Wyden had raised the possibility that the hospitality may have required disclosure on federal filings, which generally require taxpayers to report gifts in excess of a certain amount. The letter also indicated an interest in examining whether the travel was recorded on tax records as a business expense. Wyden also questioned a real estate deal between Crow, Thomas and members of his family.
Wyden said in a statement Tuesday that he was “disappointed but unsurprised” by Crow’s refusal to answer his questions, arguing that Crow is “relying on the same baseless arguments that failed Donald Trump in his attempt to stonewall Congressional oversight.”
“The bottom line is that nobody can expect to get away with waving off Finance Committee oversight, no matter how wealthy or well-connected they may be,” Wyden said, promising a “full response to Mr. Crow’s attorney in the coming days.”
“I’m also going to discuss with my committee colleagues how best to compel answers to the questions I put forward last month, including by using any of the tools at our disposal,” Wyden added.
Senate Democrats turn up pressure on Crow
Judiciary Democrats also sent letters on Monday to the holding companies that own Crow’s private jet, private yacht and Topridge Camp “seeking to identify the full extent of Mr. Crow’s and the corporations’ gifts to Justice Thomas.”
“The appearance of special access to the Justices — that is not available to all Americans — is corrosive to the legitimacy of the Court because, at minimum, it creates an appearance of undue influence that undermines the public’s trust in the Court’s impartiality,” one letter states.

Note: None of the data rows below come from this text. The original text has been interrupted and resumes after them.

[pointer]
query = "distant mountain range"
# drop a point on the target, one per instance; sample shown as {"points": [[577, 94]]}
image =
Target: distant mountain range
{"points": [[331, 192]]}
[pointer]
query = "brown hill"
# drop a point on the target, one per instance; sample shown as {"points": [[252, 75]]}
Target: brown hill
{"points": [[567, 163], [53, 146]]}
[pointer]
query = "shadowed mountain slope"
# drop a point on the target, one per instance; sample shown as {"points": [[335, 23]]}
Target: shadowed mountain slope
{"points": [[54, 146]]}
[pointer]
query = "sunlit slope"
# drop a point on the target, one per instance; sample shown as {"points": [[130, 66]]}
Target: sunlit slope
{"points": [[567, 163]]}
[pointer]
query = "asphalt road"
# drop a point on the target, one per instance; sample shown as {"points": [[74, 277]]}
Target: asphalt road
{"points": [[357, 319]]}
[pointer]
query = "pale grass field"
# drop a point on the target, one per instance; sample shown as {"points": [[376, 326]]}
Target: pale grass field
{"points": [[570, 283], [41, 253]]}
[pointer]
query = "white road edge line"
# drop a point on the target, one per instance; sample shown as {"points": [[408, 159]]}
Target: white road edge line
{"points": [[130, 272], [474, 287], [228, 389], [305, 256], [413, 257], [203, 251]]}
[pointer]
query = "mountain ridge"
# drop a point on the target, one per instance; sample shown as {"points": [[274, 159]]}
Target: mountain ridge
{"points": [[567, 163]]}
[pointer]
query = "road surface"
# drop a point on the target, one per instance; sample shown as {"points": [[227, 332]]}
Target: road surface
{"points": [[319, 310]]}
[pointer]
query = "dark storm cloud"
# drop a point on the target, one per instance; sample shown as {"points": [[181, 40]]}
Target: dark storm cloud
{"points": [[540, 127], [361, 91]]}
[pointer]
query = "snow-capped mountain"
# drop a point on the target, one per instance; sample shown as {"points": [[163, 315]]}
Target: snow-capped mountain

The letters also state that the recent revelations come amid a lack of American confidence in the Supreme Court, pointing to recent polling.
Each letter requests that necessary information be shared no later than May 22.
The controversy about the court’s ethics rules stems from ProPublica reporting that revealed Thomas and his wife had gone on several luxury trips involving travel subsidized by and stays at properties owned by Crow and a 2014 real estate deal that involved the sale of three properties in Savannah, Georgia, that were owned by Thomas and his relatives to the megadonor.
Thomas had not financially disclosed the hospitality from or the deal with the Texas billionaire.
He has previously said he followed the advice of others in deciding what required disclosure and in a statement last month noted that Crow did not have business before the court.
A source close to Thomas previously told CNN that the justice plans to amend his disclosure forms to reflect the real estate transaction, which also went unreported.
ProPublica additionally reported last week that Crow paid boarding school tuition for Thomas’ grandnephew, Mark Martin, who lived with the justice’s family as a child and for whom Thomas became a legal guardian.
Democrats have vowed to keep investigating the ethics of the nation’s highest court, and Chief Justice John Roberts declined an invitation to testify at a hearing on Supreme Court ethics.
Speaking to CNN’s Jake Tapper on Sunday, Senate Judiciary Chairman Dick Durbin said “everything is on the table” as the panel scrutinizes new ethics concerns around Thomas.
This story has been updated with additional developments.